Второй кружок группировался вокруг издательства «Гриф», во главе которого стоял адвокат Сергей Соколов, печатавший стихи под псевдонимом Кречетова. Белый его зарисовывает: «Красавец мужчина, похожий на сокола, жгучий брюнет, перекручивал жгучий он усик; как вороново крыло цвет волос; глаза „черные очи“, сюртук — черный с лоском… Он пенсне дьяволически скидывал с правильно загнутого носа». Соколов-Кречетов страстно любил литературу, организовывал издательства и журналы (издательство «Гриф», журналы «Искусство» (1905 г.), «Золотое руно» (1906 г.), «Перевал» (1906 г.). Существовал еще теософский кружок, литературные собрания в московских «салонах», и литературно-художественный кружок, и журфиксы у поэтов. Но главные свои силы Белый отдавал созданному им кружку «Аргонавтов». Он собирался у него на квартире по воскресеньям, не имея ни устава, ни правил. Душой его был неистовый Эллис, носивший при себе «аргонавтическую» печать и прикладывавший ее ко всему, что ему нравилось: к стихам, к переплетам, к рукописям.[6] Содружество это, — крайний фланг символизма, разрабатывало программу движения; оно было вызвано к жизни рефератом Блока «Символизм, как мировоззрение». Дебаты и споры продолжались всю зиму. Члены новой «общины» хотели строить не только искусство, но и жизнь; как древние аргонавты, они плыли по неведомым морям за золотым руном, хотели взорвать старый мир и первыми высадиться на берегу страны Блаженных. Название «Аргонавт» было выхвачено Эллисом из стихотворения Белого «Золотое руно»:
Наш Арго, наш Арго,Готовясь лететь, золотыми крыламиЗабил.

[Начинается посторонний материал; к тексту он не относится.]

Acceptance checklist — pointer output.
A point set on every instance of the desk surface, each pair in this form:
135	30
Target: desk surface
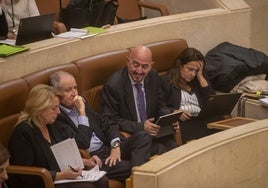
230	123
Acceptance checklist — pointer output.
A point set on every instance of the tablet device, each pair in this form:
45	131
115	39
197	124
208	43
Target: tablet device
165	122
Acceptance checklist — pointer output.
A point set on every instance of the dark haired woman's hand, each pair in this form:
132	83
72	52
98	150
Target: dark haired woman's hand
203	82
200	70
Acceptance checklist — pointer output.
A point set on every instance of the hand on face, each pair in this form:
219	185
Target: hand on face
79	103
200	70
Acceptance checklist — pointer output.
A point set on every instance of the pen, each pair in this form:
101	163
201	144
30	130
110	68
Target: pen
75	170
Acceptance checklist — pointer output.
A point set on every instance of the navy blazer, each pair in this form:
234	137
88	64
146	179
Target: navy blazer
118	104
64	128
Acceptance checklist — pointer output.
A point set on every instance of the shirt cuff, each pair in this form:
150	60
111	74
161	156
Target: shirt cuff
83	120
115	139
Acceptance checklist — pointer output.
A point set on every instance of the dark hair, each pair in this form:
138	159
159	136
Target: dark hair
4	154
187	55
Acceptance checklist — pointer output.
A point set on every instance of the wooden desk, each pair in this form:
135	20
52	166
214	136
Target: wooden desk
230	123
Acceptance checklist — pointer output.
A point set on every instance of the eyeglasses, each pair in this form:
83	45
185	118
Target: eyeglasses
137	64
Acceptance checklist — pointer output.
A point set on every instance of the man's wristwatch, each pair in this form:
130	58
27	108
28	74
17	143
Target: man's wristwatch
115	144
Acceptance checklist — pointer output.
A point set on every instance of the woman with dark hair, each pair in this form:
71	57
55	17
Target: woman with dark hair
187	89
4	163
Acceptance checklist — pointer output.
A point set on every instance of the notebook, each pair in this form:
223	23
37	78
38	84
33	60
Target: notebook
7	50
165	122
219	105
33	29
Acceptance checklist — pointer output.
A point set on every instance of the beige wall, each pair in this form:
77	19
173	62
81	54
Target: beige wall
202	29
235	158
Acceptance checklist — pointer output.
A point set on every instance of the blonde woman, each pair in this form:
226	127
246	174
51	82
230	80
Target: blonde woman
31	140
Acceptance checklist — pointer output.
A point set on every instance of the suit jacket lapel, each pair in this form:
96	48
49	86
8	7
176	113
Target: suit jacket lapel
128	95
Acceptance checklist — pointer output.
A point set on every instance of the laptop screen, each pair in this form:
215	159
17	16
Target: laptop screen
35	28
220	104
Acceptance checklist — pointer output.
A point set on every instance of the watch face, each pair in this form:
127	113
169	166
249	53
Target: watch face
115	144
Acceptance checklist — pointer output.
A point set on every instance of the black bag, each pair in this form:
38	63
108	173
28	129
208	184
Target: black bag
83	13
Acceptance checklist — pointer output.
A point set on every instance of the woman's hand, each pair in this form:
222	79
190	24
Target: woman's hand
185	115
203	82
92	161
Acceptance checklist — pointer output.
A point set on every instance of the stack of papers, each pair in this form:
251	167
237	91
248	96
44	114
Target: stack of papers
87	176
82	33
7	50
67	154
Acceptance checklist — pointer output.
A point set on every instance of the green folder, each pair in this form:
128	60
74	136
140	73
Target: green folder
7	50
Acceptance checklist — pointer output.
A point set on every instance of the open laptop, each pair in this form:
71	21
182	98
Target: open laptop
219	105
33	29
165	122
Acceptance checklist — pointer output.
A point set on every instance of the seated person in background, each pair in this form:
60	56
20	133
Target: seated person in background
4	163
31	140
186	89
3	25
17	9
76	119
120	105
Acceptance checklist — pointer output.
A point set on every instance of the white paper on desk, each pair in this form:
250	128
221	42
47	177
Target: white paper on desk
264	101
67	154
73	33
88	176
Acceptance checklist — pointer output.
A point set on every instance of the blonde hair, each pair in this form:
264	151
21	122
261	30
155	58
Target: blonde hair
40	98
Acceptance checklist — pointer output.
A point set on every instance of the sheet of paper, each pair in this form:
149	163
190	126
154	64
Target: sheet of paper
91	175
73	33
67	153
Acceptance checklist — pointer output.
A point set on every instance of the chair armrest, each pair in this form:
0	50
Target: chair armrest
28	170
155	6
59	27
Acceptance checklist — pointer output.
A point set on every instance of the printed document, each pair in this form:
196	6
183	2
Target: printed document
91	175
67	154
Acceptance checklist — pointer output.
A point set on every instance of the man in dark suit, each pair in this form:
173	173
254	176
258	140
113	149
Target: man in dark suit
120	99
91	132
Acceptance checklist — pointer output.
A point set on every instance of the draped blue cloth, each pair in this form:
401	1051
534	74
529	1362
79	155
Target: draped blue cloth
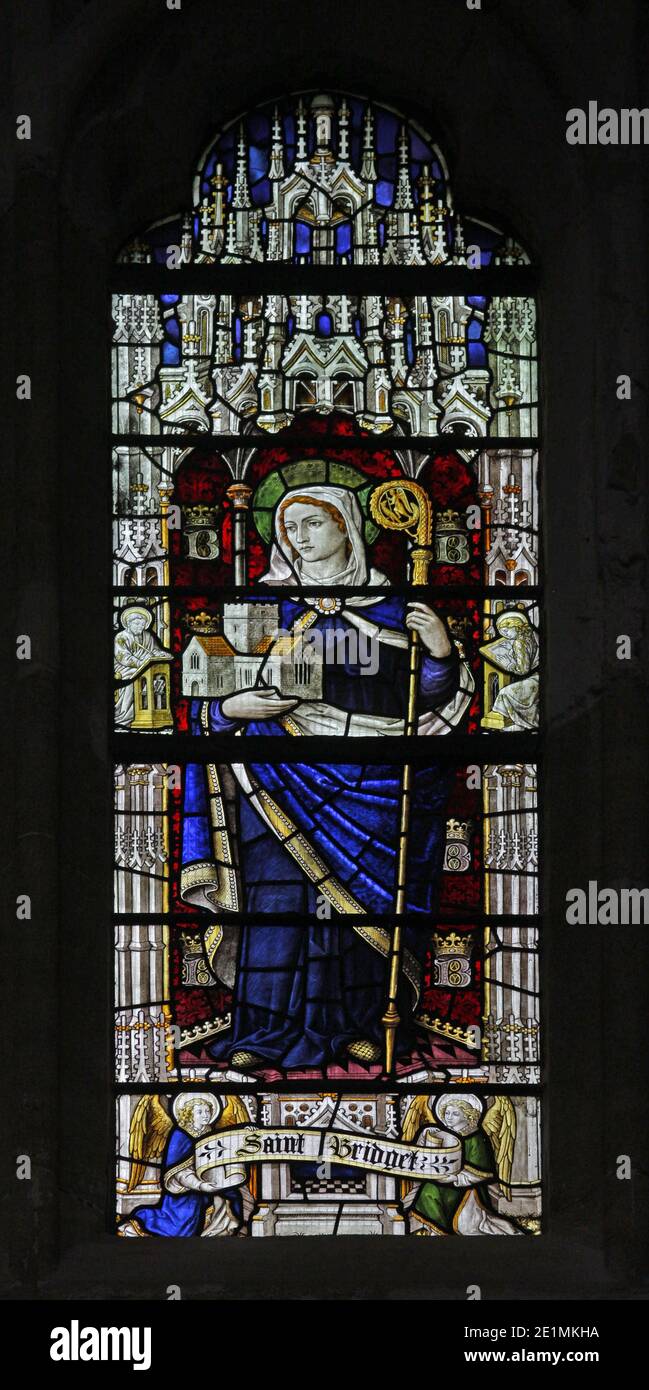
305	990
182	1215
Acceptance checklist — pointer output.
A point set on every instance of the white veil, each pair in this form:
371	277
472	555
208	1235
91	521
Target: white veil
286	569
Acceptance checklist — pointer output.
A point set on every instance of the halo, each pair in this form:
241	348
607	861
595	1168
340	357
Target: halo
464	1101
135	608
513	617
191	1098
306	473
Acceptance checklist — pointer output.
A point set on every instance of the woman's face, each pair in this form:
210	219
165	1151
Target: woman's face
202	1115
456	1119
311	531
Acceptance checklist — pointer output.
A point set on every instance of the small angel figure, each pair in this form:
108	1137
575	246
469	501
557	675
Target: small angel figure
460	1204
188	1204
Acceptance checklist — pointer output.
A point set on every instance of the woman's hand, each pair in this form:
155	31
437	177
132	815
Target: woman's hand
257	704
430	627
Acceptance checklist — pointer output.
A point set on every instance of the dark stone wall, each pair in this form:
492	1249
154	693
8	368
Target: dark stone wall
122	99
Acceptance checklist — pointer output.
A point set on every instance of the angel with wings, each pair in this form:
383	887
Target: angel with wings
460	1204
188	1205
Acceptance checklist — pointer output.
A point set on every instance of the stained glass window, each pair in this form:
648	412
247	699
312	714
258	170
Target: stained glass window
325	527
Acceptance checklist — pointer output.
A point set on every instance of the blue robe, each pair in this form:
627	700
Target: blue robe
305	990
181	1215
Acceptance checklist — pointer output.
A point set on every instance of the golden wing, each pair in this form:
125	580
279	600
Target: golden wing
232	1114
148	1134
499	1125
416	1118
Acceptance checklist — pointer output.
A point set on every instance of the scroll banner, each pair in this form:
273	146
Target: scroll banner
438	1154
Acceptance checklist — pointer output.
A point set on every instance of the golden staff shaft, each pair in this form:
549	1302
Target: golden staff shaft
391	1018
402	505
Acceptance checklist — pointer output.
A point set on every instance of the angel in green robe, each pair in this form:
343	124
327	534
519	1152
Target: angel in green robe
462	1204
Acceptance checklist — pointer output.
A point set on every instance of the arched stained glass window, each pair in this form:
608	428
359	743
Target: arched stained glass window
325	519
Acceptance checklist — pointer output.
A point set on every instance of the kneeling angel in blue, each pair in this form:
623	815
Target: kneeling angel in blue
188	1204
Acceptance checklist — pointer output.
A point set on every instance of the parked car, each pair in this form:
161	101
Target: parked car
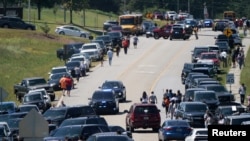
83	59
174	130
143	116
117	86
109	136
163	31
58	114
54	80
193	112
8	107
178	33
71	30
76	131
108	24
104	102
84	120
37	99
198	134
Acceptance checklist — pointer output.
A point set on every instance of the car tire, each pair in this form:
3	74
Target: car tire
61	33
156	36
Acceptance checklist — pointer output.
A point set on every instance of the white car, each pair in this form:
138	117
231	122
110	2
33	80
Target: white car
196	134
71	30
171	15
83	59
93	53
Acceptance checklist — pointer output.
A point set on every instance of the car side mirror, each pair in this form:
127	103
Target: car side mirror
126	111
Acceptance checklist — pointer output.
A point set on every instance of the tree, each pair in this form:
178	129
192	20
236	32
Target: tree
5	3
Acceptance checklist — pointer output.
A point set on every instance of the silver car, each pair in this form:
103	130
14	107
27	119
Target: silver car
71	30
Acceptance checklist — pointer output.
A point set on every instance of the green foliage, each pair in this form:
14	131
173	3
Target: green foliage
45	28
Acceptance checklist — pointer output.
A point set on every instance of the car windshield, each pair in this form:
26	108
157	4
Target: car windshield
68	131
146	110
89	47
208	56
7	107
28	108
103	95
177	123
202	133
205	96
34	82
217	88
35	97
110	85
55	113
112	138
195	108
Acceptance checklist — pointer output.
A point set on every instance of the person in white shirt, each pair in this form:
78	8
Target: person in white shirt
223	56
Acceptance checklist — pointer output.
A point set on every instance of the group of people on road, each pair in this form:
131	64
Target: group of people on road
152	99
125	45
66	84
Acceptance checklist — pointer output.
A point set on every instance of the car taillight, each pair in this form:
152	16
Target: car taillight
168	128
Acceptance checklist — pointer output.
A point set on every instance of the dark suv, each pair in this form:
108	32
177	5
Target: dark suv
58	114
178	33
193	112
117	86
164	32
143	116
104	101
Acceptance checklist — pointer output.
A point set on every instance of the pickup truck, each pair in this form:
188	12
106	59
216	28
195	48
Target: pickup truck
32	83
16	23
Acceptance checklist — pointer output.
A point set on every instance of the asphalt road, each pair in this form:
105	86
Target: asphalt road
155	65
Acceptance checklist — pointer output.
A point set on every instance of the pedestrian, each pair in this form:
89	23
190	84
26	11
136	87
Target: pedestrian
110	56
144	98
195	29
77	73
172	107
165	103
242	92
69	84
179	97
62	104
135	42
223	56
117	50
63	84
240	59
152	98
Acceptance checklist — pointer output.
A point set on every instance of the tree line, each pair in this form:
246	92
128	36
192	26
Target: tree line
195	7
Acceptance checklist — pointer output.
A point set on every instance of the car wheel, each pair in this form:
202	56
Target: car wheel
61	33
83	35
156	36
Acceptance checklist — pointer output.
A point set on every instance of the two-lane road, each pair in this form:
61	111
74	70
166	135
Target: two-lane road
154	66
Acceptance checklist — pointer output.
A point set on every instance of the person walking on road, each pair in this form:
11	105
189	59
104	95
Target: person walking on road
125	45
152	98
69	84
144	98
135	42
110	56
242	92
63	84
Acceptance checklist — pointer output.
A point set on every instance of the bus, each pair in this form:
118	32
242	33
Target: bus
131	24
229	15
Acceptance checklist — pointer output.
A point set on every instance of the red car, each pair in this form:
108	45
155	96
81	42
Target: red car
164	32
143	116
210	56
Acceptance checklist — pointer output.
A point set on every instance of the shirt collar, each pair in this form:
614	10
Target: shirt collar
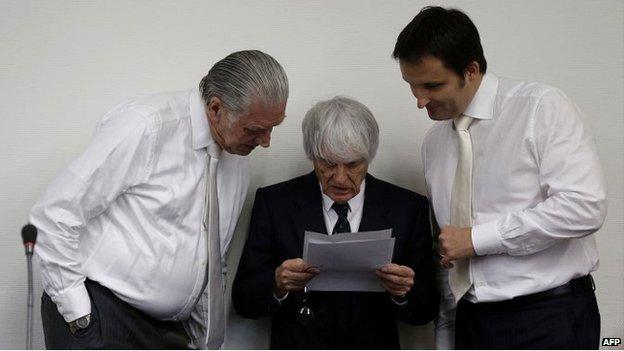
200	128
356	203
482	104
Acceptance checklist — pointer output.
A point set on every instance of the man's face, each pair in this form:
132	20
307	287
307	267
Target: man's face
341	182
440	89
246	132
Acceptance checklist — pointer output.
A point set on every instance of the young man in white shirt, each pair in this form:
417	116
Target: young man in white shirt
517	189
133	234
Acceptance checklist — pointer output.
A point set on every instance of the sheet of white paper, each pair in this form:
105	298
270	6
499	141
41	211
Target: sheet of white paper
348	261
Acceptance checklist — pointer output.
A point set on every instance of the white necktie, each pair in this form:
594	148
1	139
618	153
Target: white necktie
461	203
216	311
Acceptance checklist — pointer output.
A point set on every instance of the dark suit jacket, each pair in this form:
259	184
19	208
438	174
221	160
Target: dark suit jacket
281	214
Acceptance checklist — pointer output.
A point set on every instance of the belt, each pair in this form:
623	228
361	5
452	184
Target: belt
578	286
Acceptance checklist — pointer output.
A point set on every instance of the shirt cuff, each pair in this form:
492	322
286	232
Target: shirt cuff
280	299
73	303
486	240
398	301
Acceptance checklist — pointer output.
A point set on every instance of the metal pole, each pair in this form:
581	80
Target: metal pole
29	304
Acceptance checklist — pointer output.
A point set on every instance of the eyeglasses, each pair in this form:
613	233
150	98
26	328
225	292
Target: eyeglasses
305	315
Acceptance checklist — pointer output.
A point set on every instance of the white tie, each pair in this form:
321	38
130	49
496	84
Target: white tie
461	203
216	311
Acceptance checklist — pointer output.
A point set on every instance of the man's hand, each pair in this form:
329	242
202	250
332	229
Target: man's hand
398	280
293	275
455	243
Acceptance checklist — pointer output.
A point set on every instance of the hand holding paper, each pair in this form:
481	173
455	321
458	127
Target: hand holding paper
398	280
348	262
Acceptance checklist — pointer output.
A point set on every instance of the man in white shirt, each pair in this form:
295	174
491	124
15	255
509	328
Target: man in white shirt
340	138
517	189
126	231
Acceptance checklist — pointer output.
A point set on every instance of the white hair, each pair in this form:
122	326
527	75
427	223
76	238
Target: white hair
340	130
243	77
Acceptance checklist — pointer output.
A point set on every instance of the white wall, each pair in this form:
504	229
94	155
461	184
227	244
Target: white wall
63	64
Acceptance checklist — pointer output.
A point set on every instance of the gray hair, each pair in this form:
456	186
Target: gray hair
243	77
340	130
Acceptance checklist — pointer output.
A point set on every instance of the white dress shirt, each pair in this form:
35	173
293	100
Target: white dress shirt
127	213
538	188
538	193
354	216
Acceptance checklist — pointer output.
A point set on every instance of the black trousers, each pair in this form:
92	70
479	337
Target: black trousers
558	321
114	325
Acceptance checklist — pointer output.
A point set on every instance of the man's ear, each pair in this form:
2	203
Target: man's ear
472	71
214	110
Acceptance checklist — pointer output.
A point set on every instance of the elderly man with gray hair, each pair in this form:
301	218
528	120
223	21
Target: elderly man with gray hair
134	232
340	138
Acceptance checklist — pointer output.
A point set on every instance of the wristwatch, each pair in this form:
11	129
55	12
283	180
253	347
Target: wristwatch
80	323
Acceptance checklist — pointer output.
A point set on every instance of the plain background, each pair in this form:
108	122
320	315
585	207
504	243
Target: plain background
63	64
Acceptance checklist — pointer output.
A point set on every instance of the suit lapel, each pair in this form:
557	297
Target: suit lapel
374	212
309	208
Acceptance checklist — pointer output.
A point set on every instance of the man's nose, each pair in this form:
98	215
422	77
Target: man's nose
422	101
340	173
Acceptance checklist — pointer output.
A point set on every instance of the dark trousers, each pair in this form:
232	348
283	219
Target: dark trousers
559	321
114	325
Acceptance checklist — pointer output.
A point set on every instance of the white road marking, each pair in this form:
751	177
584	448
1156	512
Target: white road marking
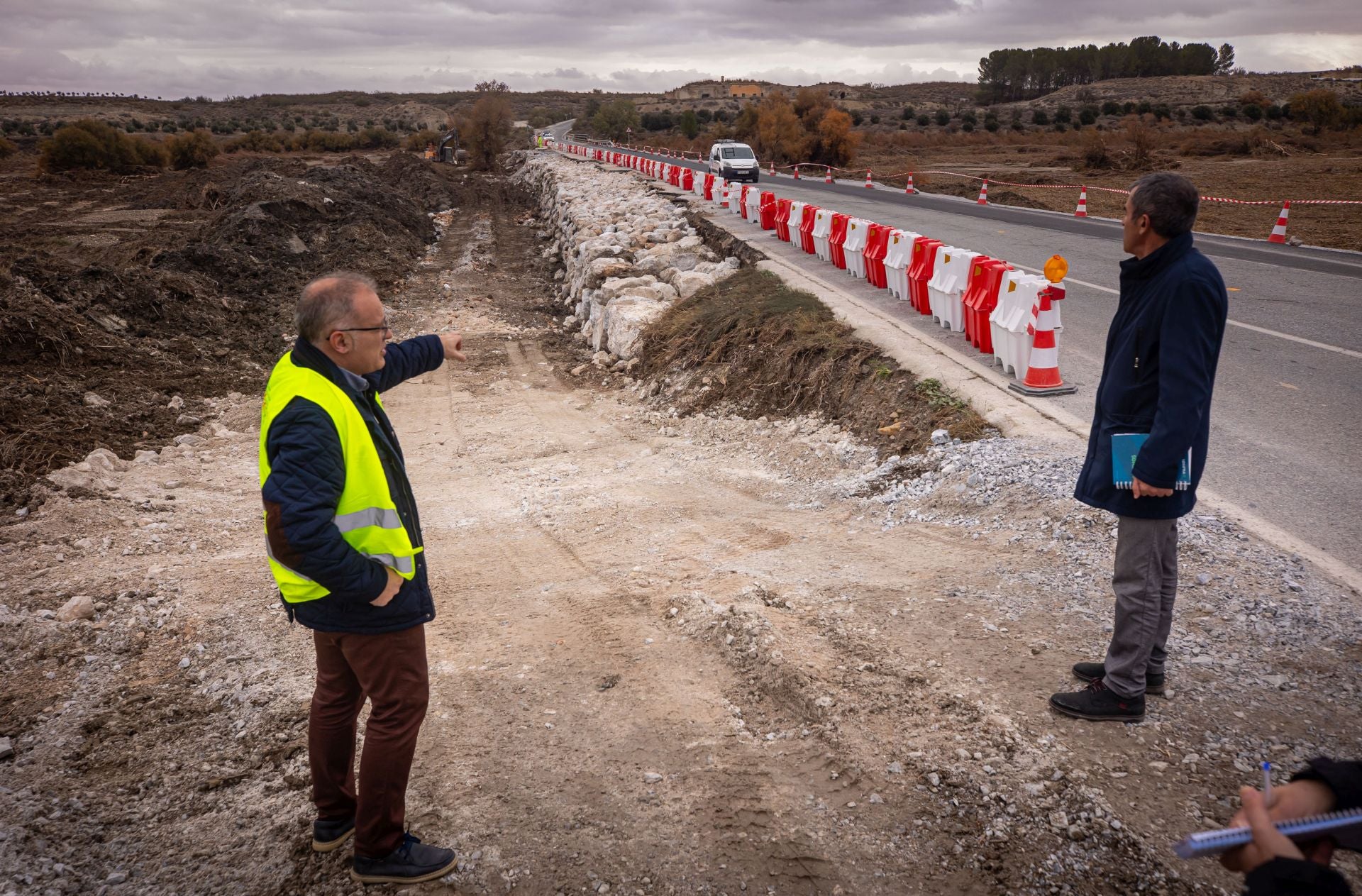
1233	323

«За столом собиралось до 25 человек, — вспоминает Белый. — Музыканили, спорили, пели, читали стихи; по почину всегда одержимого Эллиса часто сдвигались столы и начинались танцы, пародии, импровизации». В кружке участвовали Белый, Эллис, С. М. Соловьев, Эртель, Рачинский, Петровский, Астров, Нилендер и другие. Посещали его и многочисленные гости-поэты (Блок, Бальмонт, Брюсов), художники (Борисов-Мусатов, Феофилактов), музыканты (С. И. Танеев, Метнер), философы (Шпет, Гершензон, Бердяев, Булгаков, Эрн), академик Павлов, профессор Каблуков. «Аргонавты» просуществовали до 1910 г., потом они влились в книгоиздательство «Мусагет». Белый утверждает, что «аргонавты были единственными московскими символистами среди декадентов», что их духом были живы журналы «Весы», «Перевал», «Золотое руно»,[7] издательства «Мусагет» и «Орфей». Оценка, несомненно, преувеличенная, но столь естественная в устах «идеолога русского символизма».